I Les faits pertinents : l'utilisation d'un robot totalement
autonome
On fait l'hypothèse dans ce chapitre que le robot est
programmé pour techniquement respecter le DIH. En outre, on
pose l'hypothèse que le robot est fiable à 90%.
De manière générale, un robot totalement
autonome est techniquement capable de rechercher des informations sur son
environnement, de réaliser ses fonctions sans assistance humaine pendant
une période de temps étendue, il est en outre mobile dans son
environnement de travail sans assistance humaine.
On considère qu'un robot est autonome si, en outre, il ne
cause pas de dommages ni aux personnes, ni aux biens ni contre lui-même,
sauf si cela fait partie de son programme. Dans le cas des robots militaires
leur programme même, les conduit à causer des dommages aux
personnes ou aux biens, donc cela ne leur fait pas perdre leur caractère
autonome.
Pour cette étude, ce que je considère comme
totalement autonome est un robot qui, en particulier, est capable de
faire feu sur une cible identifiée, sans nécessiter une
intervention humaine ni sans nécessiter d'alerter une personne humaine
de l'attaque imminente de manière à permettre à cette
dernière, d'éventuellement prendre le contrôle du
robot. C'est-à-dire dans la pratique, sans qu'un militaire
opérateur ne commande en temps réel de tirer sur la cible, ni
sans qu'il soit alerté de manière à pouvoir intervenir
dans le fonctionnement jusque-là autonome du robot. Cette
catégorie est appelée dans le jargon
« man-out-the-loop », ce qui signifie
« personne humaine hors de la boucle » de
fonctionnement du robot.
Dans cette situation, le robot
« décide » et fait l'action consistant à
tirer sur la cible.
Cela décrit une situation de fait, qui ne se rencontre pas
dans la pratique mais qui pourrait apparaitre dans un futur relativement
proche.
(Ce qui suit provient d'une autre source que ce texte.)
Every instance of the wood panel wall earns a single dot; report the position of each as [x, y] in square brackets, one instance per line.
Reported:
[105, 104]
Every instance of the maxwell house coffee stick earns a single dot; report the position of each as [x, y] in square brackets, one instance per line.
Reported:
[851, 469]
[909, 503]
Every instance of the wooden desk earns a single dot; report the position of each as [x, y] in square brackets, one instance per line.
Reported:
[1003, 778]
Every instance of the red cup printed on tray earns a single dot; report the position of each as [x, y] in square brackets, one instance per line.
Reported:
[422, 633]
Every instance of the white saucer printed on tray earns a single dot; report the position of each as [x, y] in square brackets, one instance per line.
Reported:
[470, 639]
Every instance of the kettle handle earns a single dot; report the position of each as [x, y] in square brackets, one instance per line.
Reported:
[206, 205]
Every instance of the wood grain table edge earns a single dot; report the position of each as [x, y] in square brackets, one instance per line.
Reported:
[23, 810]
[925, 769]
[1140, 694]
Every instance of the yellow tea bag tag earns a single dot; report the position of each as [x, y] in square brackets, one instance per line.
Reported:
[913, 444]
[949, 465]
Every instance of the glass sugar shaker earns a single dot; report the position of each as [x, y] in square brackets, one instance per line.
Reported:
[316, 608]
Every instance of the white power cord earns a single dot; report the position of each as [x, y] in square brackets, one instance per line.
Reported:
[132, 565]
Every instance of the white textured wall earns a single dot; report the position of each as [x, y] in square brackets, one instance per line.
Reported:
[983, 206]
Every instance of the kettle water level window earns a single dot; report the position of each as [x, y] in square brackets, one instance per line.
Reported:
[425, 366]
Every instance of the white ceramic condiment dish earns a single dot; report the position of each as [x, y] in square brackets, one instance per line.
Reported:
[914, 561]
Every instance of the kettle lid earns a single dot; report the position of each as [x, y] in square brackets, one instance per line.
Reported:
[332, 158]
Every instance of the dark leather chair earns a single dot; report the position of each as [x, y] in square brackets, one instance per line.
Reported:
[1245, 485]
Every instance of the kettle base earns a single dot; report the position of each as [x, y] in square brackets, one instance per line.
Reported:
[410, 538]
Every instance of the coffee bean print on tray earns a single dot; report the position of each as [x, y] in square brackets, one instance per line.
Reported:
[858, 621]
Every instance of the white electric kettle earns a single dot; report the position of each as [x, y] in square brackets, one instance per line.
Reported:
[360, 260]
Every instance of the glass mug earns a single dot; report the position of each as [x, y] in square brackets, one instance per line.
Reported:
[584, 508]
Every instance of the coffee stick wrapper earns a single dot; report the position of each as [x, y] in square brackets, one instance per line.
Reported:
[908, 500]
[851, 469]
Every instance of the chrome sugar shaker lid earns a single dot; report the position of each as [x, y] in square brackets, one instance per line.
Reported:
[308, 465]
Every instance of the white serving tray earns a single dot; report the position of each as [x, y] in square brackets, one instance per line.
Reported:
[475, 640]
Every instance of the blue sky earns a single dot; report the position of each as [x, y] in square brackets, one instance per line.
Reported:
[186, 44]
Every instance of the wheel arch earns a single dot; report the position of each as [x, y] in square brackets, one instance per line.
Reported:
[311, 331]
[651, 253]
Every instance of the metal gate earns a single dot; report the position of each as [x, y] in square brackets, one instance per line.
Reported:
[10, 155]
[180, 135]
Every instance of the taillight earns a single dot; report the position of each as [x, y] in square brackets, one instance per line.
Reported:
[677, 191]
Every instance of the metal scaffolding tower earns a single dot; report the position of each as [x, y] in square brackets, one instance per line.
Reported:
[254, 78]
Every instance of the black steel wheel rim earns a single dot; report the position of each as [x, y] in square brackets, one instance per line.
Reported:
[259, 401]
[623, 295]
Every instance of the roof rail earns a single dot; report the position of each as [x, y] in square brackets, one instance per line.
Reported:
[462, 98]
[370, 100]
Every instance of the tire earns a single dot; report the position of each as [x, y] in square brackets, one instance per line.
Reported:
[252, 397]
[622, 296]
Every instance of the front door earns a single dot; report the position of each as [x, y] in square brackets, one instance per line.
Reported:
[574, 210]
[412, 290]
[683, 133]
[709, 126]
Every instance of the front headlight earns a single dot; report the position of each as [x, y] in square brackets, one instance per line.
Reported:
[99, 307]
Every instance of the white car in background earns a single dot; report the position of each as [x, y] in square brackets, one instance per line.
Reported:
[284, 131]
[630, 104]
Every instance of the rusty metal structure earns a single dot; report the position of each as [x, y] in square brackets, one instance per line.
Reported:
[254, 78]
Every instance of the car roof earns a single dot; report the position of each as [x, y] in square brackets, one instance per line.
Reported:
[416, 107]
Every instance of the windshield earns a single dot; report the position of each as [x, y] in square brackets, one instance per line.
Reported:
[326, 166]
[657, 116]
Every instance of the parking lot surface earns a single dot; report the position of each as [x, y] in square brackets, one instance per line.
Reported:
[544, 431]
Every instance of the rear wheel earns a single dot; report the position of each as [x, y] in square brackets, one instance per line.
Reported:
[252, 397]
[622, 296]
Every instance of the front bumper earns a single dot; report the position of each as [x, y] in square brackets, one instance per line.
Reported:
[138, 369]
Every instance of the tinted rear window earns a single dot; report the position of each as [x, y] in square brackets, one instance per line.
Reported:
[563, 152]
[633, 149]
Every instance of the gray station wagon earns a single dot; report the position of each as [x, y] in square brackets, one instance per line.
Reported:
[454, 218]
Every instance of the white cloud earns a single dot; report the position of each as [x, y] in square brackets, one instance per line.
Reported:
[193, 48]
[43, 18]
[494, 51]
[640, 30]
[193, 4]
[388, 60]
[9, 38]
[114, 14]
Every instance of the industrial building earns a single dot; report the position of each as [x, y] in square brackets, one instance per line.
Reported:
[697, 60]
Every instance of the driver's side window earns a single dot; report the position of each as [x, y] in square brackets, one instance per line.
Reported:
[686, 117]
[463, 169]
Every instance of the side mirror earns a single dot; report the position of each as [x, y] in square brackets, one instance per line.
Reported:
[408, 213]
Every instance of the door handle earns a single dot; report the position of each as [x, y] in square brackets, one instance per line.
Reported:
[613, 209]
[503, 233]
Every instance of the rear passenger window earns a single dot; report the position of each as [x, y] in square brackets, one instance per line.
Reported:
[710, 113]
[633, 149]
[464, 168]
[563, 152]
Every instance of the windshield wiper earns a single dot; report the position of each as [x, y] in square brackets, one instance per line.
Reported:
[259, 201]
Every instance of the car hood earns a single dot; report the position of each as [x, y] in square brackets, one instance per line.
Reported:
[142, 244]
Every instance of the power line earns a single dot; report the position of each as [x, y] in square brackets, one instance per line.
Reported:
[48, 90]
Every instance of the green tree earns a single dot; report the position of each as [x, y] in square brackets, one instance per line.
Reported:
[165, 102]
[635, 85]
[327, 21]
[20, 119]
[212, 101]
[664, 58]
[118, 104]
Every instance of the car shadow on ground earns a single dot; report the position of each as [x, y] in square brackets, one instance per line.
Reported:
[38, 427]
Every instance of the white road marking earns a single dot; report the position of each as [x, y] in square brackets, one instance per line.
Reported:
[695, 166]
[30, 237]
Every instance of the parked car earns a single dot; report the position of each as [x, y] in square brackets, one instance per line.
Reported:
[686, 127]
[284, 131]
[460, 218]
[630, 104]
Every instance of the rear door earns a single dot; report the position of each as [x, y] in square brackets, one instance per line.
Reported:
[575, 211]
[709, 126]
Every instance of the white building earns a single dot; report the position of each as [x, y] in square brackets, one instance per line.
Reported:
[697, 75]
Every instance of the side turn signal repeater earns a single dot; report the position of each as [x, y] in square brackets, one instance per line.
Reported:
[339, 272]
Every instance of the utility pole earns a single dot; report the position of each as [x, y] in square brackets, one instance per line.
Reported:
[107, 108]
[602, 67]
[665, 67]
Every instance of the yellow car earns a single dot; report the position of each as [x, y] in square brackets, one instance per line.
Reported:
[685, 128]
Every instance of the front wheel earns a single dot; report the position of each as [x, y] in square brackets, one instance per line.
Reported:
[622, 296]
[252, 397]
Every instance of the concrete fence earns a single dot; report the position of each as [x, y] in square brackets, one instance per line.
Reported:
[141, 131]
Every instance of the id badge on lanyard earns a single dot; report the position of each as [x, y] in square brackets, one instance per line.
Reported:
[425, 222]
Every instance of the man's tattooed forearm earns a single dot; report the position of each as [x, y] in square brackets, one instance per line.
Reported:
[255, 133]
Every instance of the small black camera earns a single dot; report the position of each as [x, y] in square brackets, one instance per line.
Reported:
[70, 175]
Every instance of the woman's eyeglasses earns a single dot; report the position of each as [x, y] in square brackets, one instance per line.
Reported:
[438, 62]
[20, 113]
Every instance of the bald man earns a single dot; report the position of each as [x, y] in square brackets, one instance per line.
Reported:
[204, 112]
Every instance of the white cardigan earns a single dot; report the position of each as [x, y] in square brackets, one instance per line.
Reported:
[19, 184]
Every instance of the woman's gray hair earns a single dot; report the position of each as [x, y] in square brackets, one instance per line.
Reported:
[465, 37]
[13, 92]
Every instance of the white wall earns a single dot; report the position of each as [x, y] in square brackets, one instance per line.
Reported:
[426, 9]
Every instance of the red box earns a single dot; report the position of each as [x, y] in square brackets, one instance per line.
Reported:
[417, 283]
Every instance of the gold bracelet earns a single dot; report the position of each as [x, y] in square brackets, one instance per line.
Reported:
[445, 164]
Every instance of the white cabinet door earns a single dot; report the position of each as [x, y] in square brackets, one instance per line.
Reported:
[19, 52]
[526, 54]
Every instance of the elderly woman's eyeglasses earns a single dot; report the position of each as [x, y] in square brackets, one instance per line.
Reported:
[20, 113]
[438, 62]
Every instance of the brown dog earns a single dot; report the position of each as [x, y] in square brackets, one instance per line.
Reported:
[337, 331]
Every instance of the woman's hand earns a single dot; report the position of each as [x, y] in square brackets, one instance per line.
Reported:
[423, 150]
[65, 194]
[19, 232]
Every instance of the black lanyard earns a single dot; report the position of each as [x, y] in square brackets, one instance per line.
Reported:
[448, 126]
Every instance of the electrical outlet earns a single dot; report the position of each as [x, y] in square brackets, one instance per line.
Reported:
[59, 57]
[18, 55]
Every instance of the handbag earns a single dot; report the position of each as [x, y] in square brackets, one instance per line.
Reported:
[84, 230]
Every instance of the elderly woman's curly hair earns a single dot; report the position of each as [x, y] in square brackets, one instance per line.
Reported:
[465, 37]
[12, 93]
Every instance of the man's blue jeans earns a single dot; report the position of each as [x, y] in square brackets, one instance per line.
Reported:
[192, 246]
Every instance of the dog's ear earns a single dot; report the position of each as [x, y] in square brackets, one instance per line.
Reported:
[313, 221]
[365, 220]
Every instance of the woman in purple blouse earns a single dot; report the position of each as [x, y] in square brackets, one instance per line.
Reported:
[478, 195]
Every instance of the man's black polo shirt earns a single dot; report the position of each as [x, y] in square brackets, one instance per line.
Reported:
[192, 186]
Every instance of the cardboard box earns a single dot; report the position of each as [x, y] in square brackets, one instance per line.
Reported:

Actuellement il est très difficile d'envisager un robot dont
l'AI ne soit ni faible ni infaillible. Pourtant, vu la rapidité des
progrès technologiques, je pense que dans ce futur proche la question de
l'utilisation de tels robots totalement autonomes se posera. Dans cette
étude, le cas des robots militaires totalement autonomes servira aussi
de cas théorique de référence permettant de mettre en
évidence des aspects juridiques de l'utilisation des robots avec
« human-on-the-loop ».
Déjà, le « Techwin sgr-A1 », un
robot sentinelle non mobile est capable de détecter une cible
et, de faire feu selon un mode automatique sur cette
cible10. Mais il est actuellement utilisé seulement de
manière semi autonome, opéré par un militaire, ce dernier
pouvant, lui-seul, décider de faire feu. Le mode automatique de la
machine n'a pas été utilisé, peut-être parce qu'il
est très peu sophistiqué actuellement.
II Droit applicable
A) droit relatif à la légalité de
l'utilisation des robots militaires totalement autonomes
Dans cette hypothèse il n'y a plus d'opérateur qui
téléguide le robot. Un commandant donnerait l'ordre de lancer le
robot militaire contre un objectif militaire déterminé puis, un
opérateur sur le terrain lancerait le robot, qui à partir de ce
stade est totalement autonome. On fait l'hypothèse que le robot est
programmé pour techniquement respecter le DIH. En effet
de manière schématique, si un robot n'est pas programmé
pour respecter le DIH, alors il devient une arme qui frappe indistinctement
civils et militaires, ou bien une arme ne pouvant être lancée
contre un objectif militaire déterminé. C'est-à-dire une
arme illégale. Donc un robot autonome ne peut être utilisé
que s'il est programmé pour respecter le DIH. Cela ne libère en
rien les militaires de leurs obligations au regard du DIH.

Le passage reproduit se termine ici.